- Theatrical release poster
- Directed by: Jagadeesan Subu
- Written by: Jagadeesan Subu
- Produced by: Sai Devanand S; Sasikala S; Sai Venkateswaran S;
- Starring: Kaali Venkat; Roshni Prakash; Vivek Prasanna;
- Cinematography: Packiaraj Sajith Kumar
- Edited by: Tamil Arasan
- Music by: EJ Johnson
- Production companies: SSBV Learn and Teach Production Private Limited
- Release date: 20 September 2024;
- Country: India
- Language: Tamil

= Dhonima =

2024 Indian-Tamil language film

Dhonima is a 2024 Indian Tamil-language drama film written and directed by Jagadeesan Subu. The film stars Kaali Venkat, Roshni Prakash, and Vishav Raj in the lead roles. Vivek Prasanna, Kannan Ponniah, Rajesh Sharma, P. L. Thenappan, Kalki Rajan and others appear in supporting roles. The film has music composed by EJ Johnson, cinematography handled by Packiaraj and Sajith Kumar and editing by Tamil Arasan.

Dhonima released theatrically on 20 September 2024.

==Plot==

The story revolves around 'Dhonima', a female Golden Retriever puppy rescued by Dhanam from a dustbin and she takes it to her home. Her husband, Kotti is an alcoholic who does not care about his son Dravid who has a hearing issue, while Dhanam's only goal is to save enough money for her son's surgery.

==Production==
Jagadeesan Subu, who earlier directed Sigai (2017) and Bakrid (2019) announced through a title reveal video, the title of his next film Dhonima starring Kaali Venkat who was last seen in Kurangu Pedal (2024), along with Roshni Prakash, and Vishav Raj in the lead roles.

Principal photography took place around Chennai, mainly in areas like Anna Nagar and Kolathur and wrapped up after 36 days in early June.

==Music==
The music and background score is composed by EJ Johnson.

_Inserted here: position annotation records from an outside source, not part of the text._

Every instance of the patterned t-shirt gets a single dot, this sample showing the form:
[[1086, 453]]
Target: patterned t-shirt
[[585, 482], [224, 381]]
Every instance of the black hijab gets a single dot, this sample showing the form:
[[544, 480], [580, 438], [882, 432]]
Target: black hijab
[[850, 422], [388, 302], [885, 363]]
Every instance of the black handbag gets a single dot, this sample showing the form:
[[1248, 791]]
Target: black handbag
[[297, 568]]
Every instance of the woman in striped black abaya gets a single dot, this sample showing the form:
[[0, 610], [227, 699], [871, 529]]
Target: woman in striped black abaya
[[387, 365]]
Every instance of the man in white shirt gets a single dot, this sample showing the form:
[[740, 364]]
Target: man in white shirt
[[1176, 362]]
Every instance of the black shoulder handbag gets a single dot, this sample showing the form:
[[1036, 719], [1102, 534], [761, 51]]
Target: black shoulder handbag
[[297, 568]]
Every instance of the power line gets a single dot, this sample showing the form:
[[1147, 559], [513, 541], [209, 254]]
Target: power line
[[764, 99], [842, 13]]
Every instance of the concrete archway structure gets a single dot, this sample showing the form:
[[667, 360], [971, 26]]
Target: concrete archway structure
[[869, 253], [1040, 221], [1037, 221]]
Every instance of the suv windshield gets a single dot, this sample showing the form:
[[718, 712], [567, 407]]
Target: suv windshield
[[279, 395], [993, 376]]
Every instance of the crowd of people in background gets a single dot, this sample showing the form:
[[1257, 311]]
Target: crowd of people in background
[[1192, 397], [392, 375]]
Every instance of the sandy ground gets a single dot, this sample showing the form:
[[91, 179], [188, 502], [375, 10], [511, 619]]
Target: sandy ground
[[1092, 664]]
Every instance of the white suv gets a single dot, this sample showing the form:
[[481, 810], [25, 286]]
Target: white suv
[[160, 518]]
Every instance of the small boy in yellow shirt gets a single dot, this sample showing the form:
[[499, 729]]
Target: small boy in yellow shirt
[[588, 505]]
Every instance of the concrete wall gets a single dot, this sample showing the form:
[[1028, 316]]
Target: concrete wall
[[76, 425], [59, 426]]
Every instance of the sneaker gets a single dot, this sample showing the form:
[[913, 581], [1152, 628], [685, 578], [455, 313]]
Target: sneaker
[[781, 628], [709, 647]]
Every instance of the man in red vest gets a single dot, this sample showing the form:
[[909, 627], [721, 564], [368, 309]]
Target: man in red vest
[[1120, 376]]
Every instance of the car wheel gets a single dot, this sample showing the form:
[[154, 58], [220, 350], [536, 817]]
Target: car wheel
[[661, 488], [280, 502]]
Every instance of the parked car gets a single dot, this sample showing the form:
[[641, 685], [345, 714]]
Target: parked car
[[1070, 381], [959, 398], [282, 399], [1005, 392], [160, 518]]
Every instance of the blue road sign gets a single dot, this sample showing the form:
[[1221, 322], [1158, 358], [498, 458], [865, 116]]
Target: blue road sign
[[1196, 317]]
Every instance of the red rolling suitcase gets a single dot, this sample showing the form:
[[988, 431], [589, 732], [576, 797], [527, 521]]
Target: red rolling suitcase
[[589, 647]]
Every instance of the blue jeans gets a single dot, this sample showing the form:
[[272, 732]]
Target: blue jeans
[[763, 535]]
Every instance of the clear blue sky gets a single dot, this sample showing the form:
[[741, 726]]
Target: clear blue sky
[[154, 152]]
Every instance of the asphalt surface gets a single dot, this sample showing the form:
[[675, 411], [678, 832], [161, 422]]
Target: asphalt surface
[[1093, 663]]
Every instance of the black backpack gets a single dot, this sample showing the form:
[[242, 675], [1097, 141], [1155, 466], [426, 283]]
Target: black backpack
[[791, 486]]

All the songs were penned by S Gnanakaravel. The first single, "Moradaa Un Thaali", released on 26 June 2024, which had vocals performed by Shankar Mahadevan, and Vandana Srinivasan. The second single,"Kaalam Oda", released on 10 September 2024, which had vocals performed by G. V. Prakash Kumar.

Track listing
| No. | Title | Writer(s) | Singer(s) | Length |
|---|---|---|---|---|
| 1. | "Moradaa Un Thali" | S Gnanakaravel | Shankar Mahadevan, Vandana Srinivasan | 5:04 |
| 2. | "Kaalam Oda" | S Gnanakaravel | G. V. Prakash Kumar | 3:07 |

==Release==
=== Theatrical ===
Dhonima was released theatrically on 20 September 2024.

== Reception ==
Narayani M of Cinema Express rated two out of five and stated that "Dhonima has its heart in the right place and holds great potential to become a heart-winning drama." Roopa Radhakrishnan of The Times of India rated the film two-and-a-half out of five stars and opined that "even though Dhonima gets many moments right, it falls short of becoming a solid drama."